Middle East respiratory syndrome : the disease and the virus

Abstract

Middle East respiratory syndrome coronavirus (MERS-CoV) has infected >2000 patients with >30% fatality since 2012. This thesis aimed to develop novel diagnostics, identify effective treatments, and characterize new pathogenic mechanisms of MERS.

To characterize the replication kinetics and tissue tropism of MERS-CoV, the virus was cultured in cell lines of different tissue origins. Unlike other coronaviruses which are difficult to culture in vitro, MERS-CoV replicated rapidly in many cell lines. These findings correlated with the protean clinical manifestations of MERS.

The abundantly expressed leader sequences at the 5’-untranslated region of MERS-CoV and other coronaviruses were used as novel diagnostic targets in newly developed real-time quantitative reverse transcription-polymerase chain reaction assays. Locked nucleic acid probes were employed to overcome the short lengths of the leader sequences. These assays were equally specific and more sensitive for detecting coronaviruses in patients’ nasopharyngeal aspirates than a commonly used commercial multiplex assay (ResPlex-II Panel v2.0).

New immunofluorescent and neutralizing antibody detection assays for MERS were developed.

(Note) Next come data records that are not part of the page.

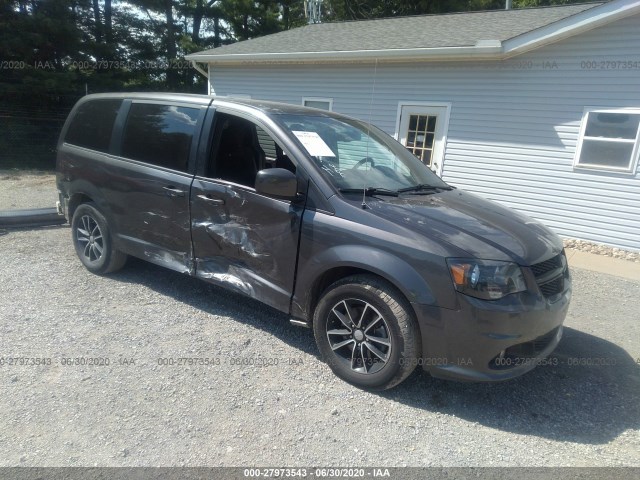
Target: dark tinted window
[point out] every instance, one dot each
(92, 124)
(160, 134)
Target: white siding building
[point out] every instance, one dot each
(538, 109)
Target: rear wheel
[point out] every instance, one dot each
(92, 241)
(366, 332)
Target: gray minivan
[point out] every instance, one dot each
(320, 216)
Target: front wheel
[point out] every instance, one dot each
(92, 241)
(366, 332)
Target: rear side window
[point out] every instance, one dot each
(160, 134)
(92, 125)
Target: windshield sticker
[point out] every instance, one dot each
(314, 144)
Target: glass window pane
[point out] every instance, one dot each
(92, 124)
(607, 154)
(612, 125)
(429, 141)
(160, 134)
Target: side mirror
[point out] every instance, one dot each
(277, 182)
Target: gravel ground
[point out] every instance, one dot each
(31, 189)
(135, 412)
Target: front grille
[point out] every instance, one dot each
(517, 355)
(550, 275)
(553, 287)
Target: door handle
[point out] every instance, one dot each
(173, 192)
(211, 200)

Unexpectedly, cross-reactivity was observed between SARS patients’ sera and MERS-CoV in both immunofluorescent antibody and virus neutralization tests. Bioinformatic analysis showed that the cross-reactivity was likely related to an epitope around the heptad repeat 2 domain of the viral spike protein. These results had direct impact on the use and interpretation of antibody detection assays for MERS.

A sensitive and specific antigen detection assay for MERS was developed. The assay’s low limit of detection and ease of use should make it useful for high-throughput testing of human and animal samples in epidemic regions.

Specific anti-MERS treatments would take years to develop. Repurposing clinically approved drugs with anti-MERS-CoV activity provided immediately available treatment options. A drug repurposing program was conducted to identify the in vitro anti-MERS-CoV effects of recombinant interferons, mycophenolic acid, and ribavirin. A nonhuman primate common marmoset model for MERS was then used to validate the in vivo treatment effects of lopinavir/ritonavir and interferon-β1b. These novel findings provided the basis for clinical trials using lopinavir/ritonavir, recombinant interferons, and/or ribavirin to treat MERS patients in the Middle East and elsewhere.

Using a combination of in vitro, ex vivo, and in vivo models, unique pathogenic mechanisms utilized by MERS-CoV to overcome the host innate and adaptive immune responses and disseminate systemically to cause organ damage were characterized. First, the virus could evade the innate immune response by causing delayed induction of proinflammatory cytokines and suppression of innate antiviral response in vitro. Second, MERS-CoV was able to infect key professional antigen-presenting cells that bridge the host innate and adaptive immune responses, namely, monocyte-derived macrophages and dendritic cells. The virus could utilize these antigen-presenting cells as vehicles for systemic dissemination. Third, MERSCoV could suppress the host adaptive immune response by infecting T lymphocytes and activating the extrinsic and intrinsic apoptosis pathways, thus leading to marked lymphopenia in severe infection. Finally, upregulation of Smad7 and FGF2 was identified to be an important mechanism involved in MERS-CoV-induced lung and kidney damage. Together, these novel findings helped to explain the unusually high virulence of MERS-CoV.